‘It Girl’. If you see these two words anywhere, don’t waste your time. If it’s a magazine (‘It Girl Reveals All!’), don’t buy the magazine. If it’s a newspaper (‘It Girl Tells All!’), don’t purchase it. And if it’s a TV programme, do something more entertaining instead…like listening to country music while watching paint dry. Invariably, ‘It Girls’ cannot be defined by an actual career – so they have this blah title instead to elevate their status. Tara Palmer-Tomkinson used to be an It Girl (‘It Girl’ Tara Palmer-Tomkinson spotted on Oxford Street….’), but she has now progressed to a level where the preceding mantle is no longer required (‘Tara Palmer-Tomkinson spotted on Oxford Street….’) and like SJP (Sarah Jessica Parker), TPT is also known by an acronym. All she needs now is a man to help her obtain a couple nickname a la TomKat, Brangelina et al.
I’m talking It Girls due to Living With Kimberly Stewart. Yet another absurd Living reality TV show. Why not yawn through the promo, like I did?
And the blurb on their website is a hoot: ‘LA It girl Kimberly Stewart thinks it is time she delved into the London property market, and is keen to have a base in the capital city. But, before buying a property she is sampling the London scene by renting a London house for a few months, and rediscovering her British roots at the same time. As her career is on the up and up the fashion icon, TV personality, model and soon-to-be-singer is travelling around the world more and more, and needs two perfect flatmates to live in her new abode and also look after it whilst she is off jet-setting. Having hand-picked the potential flatmates from hundreds of applicants, the final 12 were selected…’ yada-yada-yada.
Give the publicist a medal for managing more than a sentence about an extremely vacuous socialite. I laughed until my stomach hurt when I read the bit asserting that her career is "on the up and up" – on which planet? She’s so shallow, she makes Paris Hilton look like Germaine Greer. Suffice it to say, the programme itself has no entertainment value. I can’t even file it under ‘so bad it’s good’. It’s just a Jurassic-sized pile of dinosaur doings. Why Kimberly Stewart? There are any number of equally talentless, empty-headed zelebs on this side of the Atlantic – start with yer average WAG.

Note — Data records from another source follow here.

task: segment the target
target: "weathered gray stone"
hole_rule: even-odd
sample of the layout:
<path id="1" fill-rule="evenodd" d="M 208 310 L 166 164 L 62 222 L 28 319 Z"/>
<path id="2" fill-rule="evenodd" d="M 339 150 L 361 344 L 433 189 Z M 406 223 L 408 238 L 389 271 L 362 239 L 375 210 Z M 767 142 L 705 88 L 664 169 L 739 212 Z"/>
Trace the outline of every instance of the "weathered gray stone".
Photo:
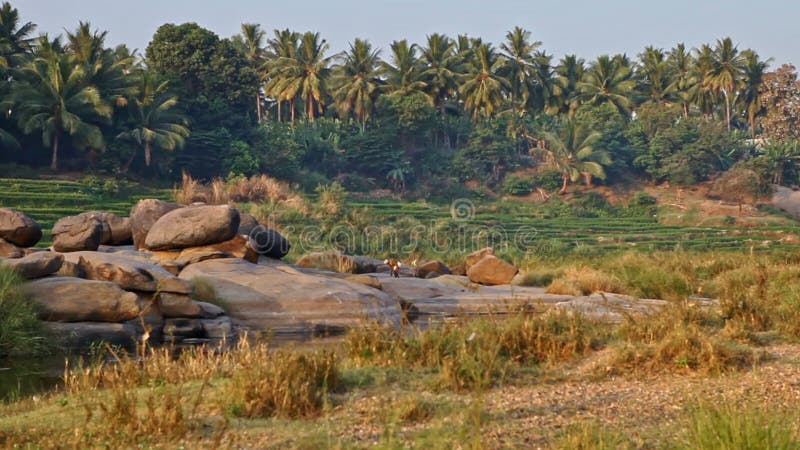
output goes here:
<path id="1" fill-rule="evenodd" d="M 26 284 L 41 320 L 124 322 L 139 315 L 137 296 L 112 283 L 51 276 Z"/>
<path id="2" fill-rule="evenodd" d="M 17 247 L 3 238 L 0 238 L 0 258 L 14 259 L 22 258 L 23 256 L 25 256 L 24 249 Z"/>
<path id="3" fill-rule="evenodd" d="M 61 347 L 85 350 L 98 343 L 107 343 L 133 350 L 141 335 L 136 326 L 128 323 L 105 322 L 44 322 Z"/>
<path id="4" fill-rule="evenodd" d="M 216 319 L 203 319 L 203 331 L 209 339 L 231 339 L 233 333 L 233 321 L 230 317 L 218 317 Z"/>
<path id="5" fill-rule="evenodd" d="M 103 240 L 103 222 L 96 215 L 62 217 L 53 225 L 53 250 L 95 251 Z"/>
<path id="6" fill-rule="evenodd" d="M 233 206 L 188 206 L 161 216 L 144 245 L 150 250 L 200 247 L 230 240 L 238 230 L 239 211 Z"/>
<path id="7" fill-rule="evenodd" d="M 181 205 L 154 198 L 139 200 L 139 202 L 131 208 L 130 215 L 134 247 L 139 249 L 144 248 L 145 238 L 153 224 L 164 214 L 178 208 L 181 208 Z"/>
<path id="8" fill-rule="evenodd" d="M 203 317 L 203 307 L 188 295 L 161 292 L 158 294 L 159 310 L 164 317 Z"/>
<path id="9" fill-rule="evenodd" d="M 110 281 L 126 290 L 179 294 L 192 291 L 191 283 L 156 264 L 120 253 L 73 252 L 65 257 L 67 261 L 77 263 L 87 279 Z"/>
<path id="10" fill-rule="evenodd" d="M 473 283 L 511 284 L 518 272 L 519 269 L 513 265 L 496 256 L 487 255 L 467 270 L 467 276 Z"/>
<path id="11" fill-rule="evenodd" d="M 42 238 L 42 227 L 22 211 L 0 208 L 0 239 L 20 247 L 32 247 Z"/>
<path id="12" fill-rule="evenodd" d="M 53 252 L 31 253 L 22 258 L 0 262 L 0 265 L 11 268 L 28 280 L 52 275 L 61 269 L 62 264 L 64 264 L 64 256 Z"/>

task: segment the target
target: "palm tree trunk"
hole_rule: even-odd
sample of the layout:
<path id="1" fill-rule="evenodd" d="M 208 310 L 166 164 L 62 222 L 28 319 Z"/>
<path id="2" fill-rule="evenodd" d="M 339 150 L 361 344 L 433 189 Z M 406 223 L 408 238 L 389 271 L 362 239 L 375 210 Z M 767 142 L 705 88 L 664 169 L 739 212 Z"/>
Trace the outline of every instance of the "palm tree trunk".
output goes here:
<path id="1" fill-rule="evenodd" d="M 133 147 L 133 151 L 131 152 L 131 157 L 125 161 L 125 164 L 120 169 L 122 173 L 128 173 L 128 170 L 131 168 L 131 164 L 133 164 L 133 159 L 136 157 L 136 147 Z"/>
<path id="2" fill-rule="evenodd" d="M 281 101 L 278 99 L 278 122 L 281 121 Z"/>
<path id="3" fill-rule="evenodd" d="M 725 118 L 728 120 L 728 131 L 731 131 L 731 100 L 728 98 L 728 91 L 725 94 Z"/>
<path id="4" fill-rule="evenodd" d="M 261 93 L 256 92 L 256 118 L 261 122 Z"/>
<path id="5" fill-rule="evenodd" d="M 559 194 L 567 193 L 567 183 L 569 183 L 569 175 L 561 174 L 561 190 L 558 191 Z"/>
<path id="6" fill-rule="evenodd" d="M 144 143 L 144 165 L 147 166 L 147 167 L 150 167 L 150 153 L 151 153 L 150 143 L 149 142 L 145 142 Z"/>
<path id="7" fill-rule="evenodd" d="M 314 122 L 314 97 L 308 96 L 308 120 Z"/>
<path id="8" fill-rule="evenodd" d="M 58 135 L 59 132 L 56 131 L 53 136 L 53 158 L 50 160 L 50 168 L 53 170 L 58 170 Z"/>
<path id="9" fill-rule="evenodd" d="M 291 99 L 289 101 L 289 108 L 290 108 L 289 112 L 291 113 L 292 116 L 292 125 L 294 125 L 294 99 Z"/>
<path id="10" fill-rule="evenodd" d="M 684 103 L 683 104 L 683 118 L 684 119 L 688 119 L 689 118 L 689 104 L 688 103 Z"/>

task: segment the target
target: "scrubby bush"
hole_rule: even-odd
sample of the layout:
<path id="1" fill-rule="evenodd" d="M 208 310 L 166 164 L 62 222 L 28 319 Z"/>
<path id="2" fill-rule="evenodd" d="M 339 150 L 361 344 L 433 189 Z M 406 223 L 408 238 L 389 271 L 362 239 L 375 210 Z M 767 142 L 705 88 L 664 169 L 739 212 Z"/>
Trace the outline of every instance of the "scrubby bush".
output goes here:
<path id="1" fill-rule="evenodd" d="M 25 296 L 22 278 L 0 266 L 0 358 L 48 350 L 45 330 L 34 304 Z"/>
<path id="2" fill-rule="evenodd" d="M 528 195 L 533 189 L 533 181 L 528 175 L 511 174 L 503 180 L 503 192 L 508 195 Z"/>

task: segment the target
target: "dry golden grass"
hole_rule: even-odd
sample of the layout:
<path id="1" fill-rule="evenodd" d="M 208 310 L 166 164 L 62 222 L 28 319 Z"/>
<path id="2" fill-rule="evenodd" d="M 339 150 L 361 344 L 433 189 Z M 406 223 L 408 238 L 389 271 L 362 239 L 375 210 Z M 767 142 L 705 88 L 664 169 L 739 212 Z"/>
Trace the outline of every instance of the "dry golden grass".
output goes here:
<path id="1" fill-rule="evenodd" d="M 296 194 L 287 183 L 267 175 L 253 175 L 250 178 L 235 178 L 225 181 L 215 178 L 207 184 L 192 178 L 184 172 L 181 185 L 173 190 L 175 201 L 182 204 L 203 202 L 223 205 L 232 202 L 276 202 L 286 203 L 293 208 L 303 208 L 302 197 Z"/>
<path id="2" fill-rule="evenodd" d="M 588 266 L 568 267 L 547 288 L 549 294 L 589 295 L 595 292 L 624 293 L 619 279 Z"/>

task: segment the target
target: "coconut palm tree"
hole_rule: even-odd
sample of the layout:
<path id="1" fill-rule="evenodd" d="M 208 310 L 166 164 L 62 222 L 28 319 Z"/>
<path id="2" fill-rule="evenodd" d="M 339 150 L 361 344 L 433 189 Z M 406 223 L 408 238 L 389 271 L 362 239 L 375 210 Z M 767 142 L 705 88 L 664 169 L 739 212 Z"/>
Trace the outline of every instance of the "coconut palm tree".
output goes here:
<path id="1" fill-rule="evenodd" d="M 244 44 L 244 55 L 250 67 L 258 74 L 258 86 L 256 89 L 256 119 L 261 122 L 261 84 L 266 78 L 264 70 L 265 49 L 264 36 L 266 32 L 257 23 L 242 24 L 242 42 Z"/>
<path id="2" fill-rule="evenodd" d="M 697 79 L 692 76 L 692 54 L 686 50 L 686 45 L 678 44 L 670 50 L 667 64 L 672 74 L 672 83 L 667 89 L 673 93 L 676 101 L 680 103 L 683 116 L 689 117 L 690 92 L 692 86 L 697 83 Z"/>
<path id="3" fill-rule="evenodd" d="M 531 32 L 520 27 L 506 33 L 506 42 L 500 44 L 505 64 L 501 74 L 509 85 L 511 107 L 523 109 L 531 96 L 533 72 L 535 71 L 534 51 L 541 46 L 540 41 L 531 41 Z"/>
<path id="4" fill-rule="evenodd" d="M 472 50 L 467 62 L 467 73 L 458 93 L 464 100 L 464 109 L 477 121 L 480 116 L 491 117 L 503 104 L 503 93 L 508 81 L 500 76 L 505 61 L 490 44 L 479 44 Z"/>
<path id="5" fill-rule="evenodd" d="M 337 86 L 333 98 L 339 116 L 347 117 L 352 113 L 362 130 L 372 115 L 383 84 L 378 73 L 379 54 L 380 50 L 373 50 L 368 41 L 356 39 L 350 44 L 350 50 L 339 57 L 341 65 L 332 79 L 332 84 Z"/>
<path id="6" fill-rule="evenodd" d="M 689 98 L 706 118 L 711 118 L 717 105 L 717 96 L 706 82 L 706 76 L 713 67 L 713 53 L 714 49 L 708 44 L 696 49 L 690 72 L 696 82 L 689 89 Z"/>
<path id="7" fill-rule="evenodd" d="M 326 57 L 329 45 L 319 33 L 306 32 L 300 38 L 297 59 L 290 65 L 290 85 L 298 87 L 298 93 L 305 104 L 306 119 L 313 122 L 316 113 L 322 114 L 322 107 L 328 96 L 329 67 L 332 57 Z"/>
<path id="8" fill-rule="evenodd" d="M 669 105 L 676 99 L 673 91 L 672 71 L 667 55 L 660 48 L 645 47 L 639 54 L 637 90 L 644 103 Z"/>
<path id="9" fill-rule="evenodd" d="M 426 84 L 425 92 L 444 120 L 445 102 L 456 95 L 461 73 L 461 58 L 456 52 L 456 44 L 447 36 L 434 33 L 427 36 L 426 46 L 420 56 L 424 67 L 422 80 Z"/>
<path id="10" fill-rule="evenodd" d="M 29 36 L 36 30 L 31 22 L 20 24 L 19 11 L 9 2 L 0 6 L 0 68 L 18 65 L 33 42 Z"/>
<path id="11" fill-rule="evenodd" d="M 770 60 L 758 59 L 758 53 L 752 50 L 742 52 L 745 59 L 742 77 L 742 91 L 739 96 L 747 114 L 747 123 L 750 126 L 750 136 L 756 137 L 756 117 L 763 111 L 761 103 L 761 86 L 764 84 L 764 75 L 769 67 Z"/>
<path id="12" fill-rule="evenodd" d="M 43 37 L 47 41 L 47 37 Z M 58 150 L 64 134 L 78 138 L 91 148 L 103 146 L 103 134 L 91 121 L 108 120 L 112 108 L 97 87 L 86 83 L 85 66 L 72 54 L 44 53 L 20 72 L 21 82 L 13 97 L 14 114 L 26 134 L 42 133 L 45 146 L 52 146 L 50 167 L 58 169 Z"/>
<path id="13" fill-rule="evenodd" d="M 188 120 L 175 106 L 178 97 L 169 93 L 169 82 L 153 72 L 142 74 L 138 94 L 129 103 L 133 127 L 122 132 L 117 139 L 130 140 L 144 150 L 144 162 L 150 166 L 153 148 L 175 150 L 183 147 L 189 135 Z M 131 155 L 124 170 L 130 166 L 136 153 Z"/>
<path id="14" fill-rule="evenodd" d="M 583 103 L 609 103 L 625 117 L 630 117 L 631 95 L 635 85 L 627 58 L 602 55 L 594 61 L 578 83 L 578 98 Z"/>
<path id="15" fill-rule="evenodd" d="M 717 94 L 722 93 L 725 98 L 725 121 L 728 131 L 731 130 L 731 96 L 740 86 L 745 69 L 746 60 L 733 45 L 731 38 L 717 40 L 717 45 L 711 53 L 711 67 L 706 72 L 703 84 Z"/>
<path id="16" fill-rule="evenodd" d="M 553 55 L 543 51 L 533 54 L 533 73 L 531 74 L 531 95 L 526 107 L 545 114 L 557 114 L 561 106 L 562 87 L 553 67 Z"/>
<path id="17" fill-rule="evenodd" d="M 390 96 L 407 96 L 424 92 L 427 84 L 422 81 L 422 66 L 417 57 L 417 46 L 408 45 L 405 39 L 394 41 L 389 48 L 392 54 L 389 61 L 381 62 L 381 69 L 386 77 L 384 91 Z"/>
<path id="18" fill-rule="evenodd" d="M 578 96 L 579 83 L 586 73 L 583 59 L 575 55 L 567 55 L 556 66 L 556 82 L 560 91 L 557 97 L 558 114 L 573 117 L 580 106 Z"/>
<path id="19" fill-rule="evenodd" d="M 287 70 L 288 64 L 297 57 L 299 40 L 299 33 L 285 29 L 273 30 L 273 38 L 267 41 L 272 58 L 267 59 L 262 67 L 267 77 L 264 91 L 277 103 L 278 122 L 282 120 L 283 108 L 281 106 L 284 101 L 290 103 L 292 122 L 294 122 L 294 99 L 297 91 L 287 90 L 288 78 L 283 72 Z"/>
<path id="20" fill-rule="evenodd" d="M 545 132 L 546 145 L 540 148 L 547 161 L 561 172 L 561 190 L 567 192 L 570 181 L 583 178 L 591 186 L 592 177 L 605 179 L 604 166 L 611 164 L 611 157 L 604 149 L 597 148 L 601 134 L 589 132 L 574 120 L 565 120 L 557 132 Z"/>

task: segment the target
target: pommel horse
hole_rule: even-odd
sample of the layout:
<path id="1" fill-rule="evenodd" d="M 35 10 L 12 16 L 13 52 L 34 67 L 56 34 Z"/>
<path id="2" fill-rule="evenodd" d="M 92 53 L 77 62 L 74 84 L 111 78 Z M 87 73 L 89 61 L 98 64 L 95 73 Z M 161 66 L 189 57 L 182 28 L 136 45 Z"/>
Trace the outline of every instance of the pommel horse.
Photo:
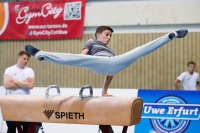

However, this show does confirm one thing for me; Living is easily home to the most stoooooooopid, pointless, nonsensical reality TV shows in the UK. Don’t believe me? Dirty Cows (Tara Palmer-Tomkinson hosts as 10 city girls compete to bag ‘a hunky farmer looking for love’). Pete’s PA (what does Pete Burns need a PA for?). Jade’s PA (what did Jade Goody need a PA for?). Jade’s Salon. To The Manor Bowen (camp interior designer Laurence Llewelyn-Bowen moves his family to the jungle – yawn). Dirty Dancing: The Time of Your Life (think Simon Cowell’s Grease Is The Word, but with a focus on dancing…and lower viewing figures). I could go on, but you’d lose your will to live. Don’t get me wrong, there is some good stuff on Living – but they do showcase the worst of reality TV. And as for Ms Kimberly Stewart? As Living has kindly taken the time and trouble to remind us that her career is "on the up and up", I’ll look out for a respectable write-up. I’ll also ensure that I don’t hold my breath…
Today I am mostly lovin’ – Anyone watching The Flight Of The Conchords on BBC Four? Their songs are absolutely genious.
Today I am mostly hatin’ – Is it just me, or was Happy Birthday Bafta, on the whole, toe-curling television? There were some good bits but…oh dear.